Für den Vormittag standen Dozent:innen für fünf Workshops zum Themenkomplex „Gewalt“ bereit. Foto: Cornelia Zoller

Weit mehr als 100 Teilnehmende zeugten davon, dass das Alzeyer Symposium auch in seiner 33. Ausgabe ein wichtiger Anlaufpunkt ist, sich fachlich über neueste Erkenntnisse zu informieren und sich mit Kolleginnen und Kollegen auszutauschen. Gastgeber Prof. Dr. Michael Huss und seinem Team gelang es mit dem gewählten Thema „Gewalt“ erneut, eine Punktlandung bei der Aktualität hinzulegen - besonders nach den schrecklichen Ereignissen der jüngsten Zeit, bei denen unter anderem in Mannheim ein Polizist im Dienst getötet wurde.

Fünf Workshops zum Thema Gewalt

Am Vormittag standen zunächst fünf Workshops auf dem Programm, die von ausgewiesenen Expert:innen geleitet wurden. In einem Workshop ging es um häusliche Gewalt, im nächsten um Aggressivität und Gewalt bei Menschen mit Demenz. Dabei wurden Hintergründe erläutert und Interventionsmöglichkeiten vermittelt. Es wurden Möglichkeiten und Grenzen des beruflichen Handelns beim Umgang mit sexualisierter Gewalt erörtert. In einem weiteren Workshop wurde gefragt, wie subtile Formen der Gewalt, etwa Ignorieren oder Sarkasmus, im Berufsalltag im Sinne der Gewaltprävention vermieden werden können. Sozialwissenschaftler der Hochschule Koblenz brachten den Teilnehmenden „Ideen für eine Ethik der Anerkennung unterschiedlicher Leiderfahrungen“ nahe.

Gewalt gegen Frauen aus Sicht einer Gynäkologin

Der Nachmittag des Alzeyer Symposiums war für drei Vorträge reserviert. Prof. Dr.
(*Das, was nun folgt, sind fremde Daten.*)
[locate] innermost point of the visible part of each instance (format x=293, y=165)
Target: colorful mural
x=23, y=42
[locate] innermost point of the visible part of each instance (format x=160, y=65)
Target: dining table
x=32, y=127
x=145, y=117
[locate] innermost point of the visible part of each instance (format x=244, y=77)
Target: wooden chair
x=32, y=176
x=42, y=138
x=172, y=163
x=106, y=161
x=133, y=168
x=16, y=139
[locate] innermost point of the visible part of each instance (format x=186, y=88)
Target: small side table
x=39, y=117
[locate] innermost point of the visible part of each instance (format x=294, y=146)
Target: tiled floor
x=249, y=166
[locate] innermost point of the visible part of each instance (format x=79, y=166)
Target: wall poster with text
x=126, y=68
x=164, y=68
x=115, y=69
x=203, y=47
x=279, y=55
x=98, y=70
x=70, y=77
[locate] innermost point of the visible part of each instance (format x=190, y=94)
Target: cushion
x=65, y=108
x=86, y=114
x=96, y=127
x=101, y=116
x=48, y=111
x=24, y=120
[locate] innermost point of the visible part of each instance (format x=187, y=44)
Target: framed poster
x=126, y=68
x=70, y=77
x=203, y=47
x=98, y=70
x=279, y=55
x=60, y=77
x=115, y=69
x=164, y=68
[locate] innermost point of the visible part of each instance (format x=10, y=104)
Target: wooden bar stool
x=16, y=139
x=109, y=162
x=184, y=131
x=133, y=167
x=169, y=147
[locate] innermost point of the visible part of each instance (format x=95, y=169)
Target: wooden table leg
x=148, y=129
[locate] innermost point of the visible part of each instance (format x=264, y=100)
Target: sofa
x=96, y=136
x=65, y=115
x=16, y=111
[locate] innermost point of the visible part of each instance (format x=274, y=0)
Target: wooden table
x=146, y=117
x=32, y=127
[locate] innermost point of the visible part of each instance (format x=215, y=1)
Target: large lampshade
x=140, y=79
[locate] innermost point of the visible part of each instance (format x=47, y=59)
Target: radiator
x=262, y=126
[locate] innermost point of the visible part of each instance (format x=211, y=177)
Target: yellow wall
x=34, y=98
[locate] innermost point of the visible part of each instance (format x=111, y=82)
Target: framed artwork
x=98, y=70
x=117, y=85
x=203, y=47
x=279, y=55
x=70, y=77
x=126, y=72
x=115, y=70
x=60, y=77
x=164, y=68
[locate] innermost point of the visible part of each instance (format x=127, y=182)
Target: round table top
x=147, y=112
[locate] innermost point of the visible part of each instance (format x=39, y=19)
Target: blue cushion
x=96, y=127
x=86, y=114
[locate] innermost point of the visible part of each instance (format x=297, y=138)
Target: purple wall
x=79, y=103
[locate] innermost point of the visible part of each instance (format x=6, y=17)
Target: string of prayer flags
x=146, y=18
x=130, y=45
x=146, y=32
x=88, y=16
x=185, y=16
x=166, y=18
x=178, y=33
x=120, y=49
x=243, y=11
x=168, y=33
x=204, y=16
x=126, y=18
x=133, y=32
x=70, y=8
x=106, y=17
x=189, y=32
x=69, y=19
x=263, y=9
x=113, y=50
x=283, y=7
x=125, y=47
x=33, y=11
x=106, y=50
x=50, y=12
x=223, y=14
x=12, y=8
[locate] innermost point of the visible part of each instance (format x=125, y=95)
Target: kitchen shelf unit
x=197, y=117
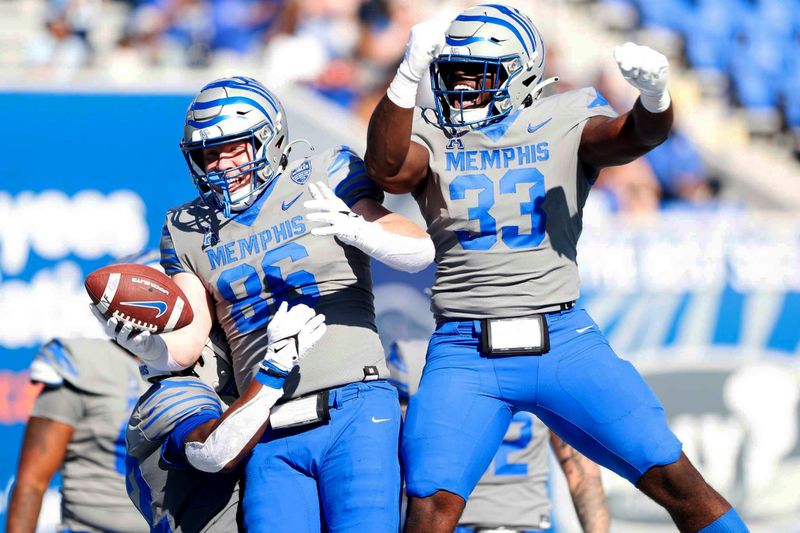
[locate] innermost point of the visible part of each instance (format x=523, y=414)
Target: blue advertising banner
x=85, y=179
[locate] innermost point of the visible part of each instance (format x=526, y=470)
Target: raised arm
x=585, y=486
x=393, y=161
x=616, y=141
x=396, y=163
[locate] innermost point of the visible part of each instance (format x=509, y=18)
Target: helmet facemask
x=472, y=91
x=217, y=189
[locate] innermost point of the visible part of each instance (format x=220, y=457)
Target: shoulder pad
x=405, y=361
x=169, y=402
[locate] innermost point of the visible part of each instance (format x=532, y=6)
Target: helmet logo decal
x=301, y=173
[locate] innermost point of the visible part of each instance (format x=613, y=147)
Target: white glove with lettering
x=347, y=226
x=647, y=70
x=149, y=347
x=290, y=335
x=425, y=41
x=401, y=252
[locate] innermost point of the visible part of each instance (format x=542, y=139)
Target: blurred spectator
x=631, y=188
x=317, y=46
x=65, y=40
x=679, y=169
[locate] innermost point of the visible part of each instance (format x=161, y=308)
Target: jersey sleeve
x=172, y=402
x=172, y=451
x=347, y=176
x=421, y=131
x=53, y=364
x=61, y=403
x=169, y=256
x=582, y=104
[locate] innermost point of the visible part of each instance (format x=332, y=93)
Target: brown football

Huss kündigte die Vortragenden als „drei Top-Referentinnen“ an, die zu unterschiedlichen Aspekten der Gewalt Erfahrungen mitbrachten.
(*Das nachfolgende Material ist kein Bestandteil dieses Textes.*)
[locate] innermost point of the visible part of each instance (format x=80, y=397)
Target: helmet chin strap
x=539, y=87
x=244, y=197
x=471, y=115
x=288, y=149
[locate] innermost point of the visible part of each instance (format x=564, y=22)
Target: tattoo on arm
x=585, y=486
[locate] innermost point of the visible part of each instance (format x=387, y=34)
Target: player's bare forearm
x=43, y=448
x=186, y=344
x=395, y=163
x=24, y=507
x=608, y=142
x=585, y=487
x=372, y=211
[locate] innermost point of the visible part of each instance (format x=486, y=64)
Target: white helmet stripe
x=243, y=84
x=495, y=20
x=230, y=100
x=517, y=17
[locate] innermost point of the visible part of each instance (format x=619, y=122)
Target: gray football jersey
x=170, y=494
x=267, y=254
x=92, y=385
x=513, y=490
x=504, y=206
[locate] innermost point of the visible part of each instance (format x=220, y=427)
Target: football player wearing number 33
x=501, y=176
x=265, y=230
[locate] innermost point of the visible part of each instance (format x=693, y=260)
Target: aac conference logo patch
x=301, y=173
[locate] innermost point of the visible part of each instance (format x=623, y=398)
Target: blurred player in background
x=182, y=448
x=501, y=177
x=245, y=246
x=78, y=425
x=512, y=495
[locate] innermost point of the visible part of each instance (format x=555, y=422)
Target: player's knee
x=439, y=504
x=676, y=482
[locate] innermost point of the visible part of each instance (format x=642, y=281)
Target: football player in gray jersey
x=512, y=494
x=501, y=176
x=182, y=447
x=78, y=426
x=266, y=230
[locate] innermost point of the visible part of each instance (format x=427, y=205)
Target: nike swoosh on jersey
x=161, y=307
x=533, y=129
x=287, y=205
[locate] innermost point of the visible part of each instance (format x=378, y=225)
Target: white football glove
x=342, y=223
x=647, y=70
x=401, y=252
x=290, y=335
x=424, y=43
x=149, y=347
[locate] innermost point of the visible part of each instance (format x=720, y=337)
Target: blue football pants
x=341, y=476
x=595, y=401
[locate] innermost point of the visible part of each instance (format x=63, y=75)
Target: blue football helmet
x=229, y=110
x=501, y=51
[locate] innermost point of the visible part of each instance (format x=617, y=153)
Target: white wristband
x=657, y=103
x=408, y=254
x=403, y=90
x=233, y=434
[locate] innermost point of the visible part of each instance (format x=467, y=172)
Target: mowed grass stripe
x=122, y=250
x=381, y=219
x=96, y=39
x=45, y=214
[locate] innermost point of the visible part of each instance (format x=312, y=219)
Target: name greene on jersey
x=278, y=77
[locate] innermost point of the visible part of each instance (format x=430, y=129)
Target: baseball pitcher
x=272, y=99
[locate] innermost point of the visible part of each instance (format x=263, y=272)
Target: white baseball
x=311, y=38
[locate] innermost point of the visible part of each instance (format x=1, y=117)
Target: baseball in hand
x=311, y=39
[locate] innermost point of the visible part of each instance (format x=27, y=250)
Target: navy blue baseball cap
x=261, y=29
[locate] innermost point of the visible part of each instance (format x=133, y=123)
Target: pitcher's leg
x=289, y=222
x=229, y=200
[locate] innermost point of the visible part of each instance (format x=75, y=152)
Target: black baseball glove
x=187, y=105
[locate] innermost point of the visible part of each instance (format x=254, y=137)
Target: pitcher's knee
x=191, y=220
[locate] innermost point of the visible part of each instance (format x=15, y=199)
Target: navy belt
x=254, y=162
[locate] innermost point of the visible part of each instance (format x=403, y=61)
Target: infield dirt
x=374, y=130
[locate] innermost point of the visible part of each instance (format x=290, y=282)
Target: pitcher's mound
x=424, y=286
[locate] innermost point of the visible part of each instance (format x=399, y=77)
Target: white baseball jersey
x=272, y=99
Dr. Susanne Theis, Oberärztin an der Universitätsmedizin Mainz, referierte zum Thema „Gewalt gegen Frauen – aus Sicht einer Gynäkologin“. Sie beleuchtete Gewaltformen, denen man in der Frauenheilkunde begegnet. So gibt es Frauen, die in der Geburtshilfe traumatisiert wurden – bei ihnen gilt es, unbedingt eine Retraumatisierung zu vermeiden. Eine weitere Gewalterfahrung haben Opfer von Female Genital Mutilation (besser bekannt als „Genitalverstümmelung“). Frauen, die dies erleiden mussten, leiden besonders an Angststörungen, so Dr. Theis. Aufklärung, Betroffene psychisch auffangen und sie medizinisch und psychische Weiterbetreuung können weiterhelfen.
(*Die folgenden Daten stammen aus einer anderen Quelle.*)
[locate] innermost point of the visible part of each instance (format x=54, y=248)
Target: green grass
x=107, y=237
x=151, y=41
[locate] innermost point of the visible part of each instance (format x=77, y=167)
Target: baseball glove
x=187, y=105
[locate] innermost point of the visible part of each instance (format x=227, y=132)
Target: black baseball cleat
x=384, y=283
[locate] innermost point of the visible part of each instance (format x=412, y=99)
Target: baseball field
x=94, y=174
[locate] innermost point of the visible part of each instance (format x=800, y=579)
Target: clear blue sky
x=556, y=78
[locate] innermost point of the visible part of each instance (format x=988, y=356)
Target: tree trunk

Sexualisierte Gewalt ist von einer großen Dunkelziffer begleitet. Die Referentin nannte trotz der Dunkelziffer bedrückende Zahlen: Jede Stunde werden 14 Frauen Opfer von partnerschaftlicher Gewalt, alle acht Minuten gibt es ein Opfer sexualisierter Gewalt. In Deutschland wird nicht einmal jede 15. Tat angezeigt. Frauen, die vergewaltigt wurden, haben diese Optionen, so die Gynäkologin: Spurensicherung mit oder ohne Anzeigenerstattung sowie eine Untersuchung ohne Spurensicherung. Sie appellierte an Opfer, sich auf jeden Fall nach einer Vergewaltigung medizinisch versorgen zu lassen.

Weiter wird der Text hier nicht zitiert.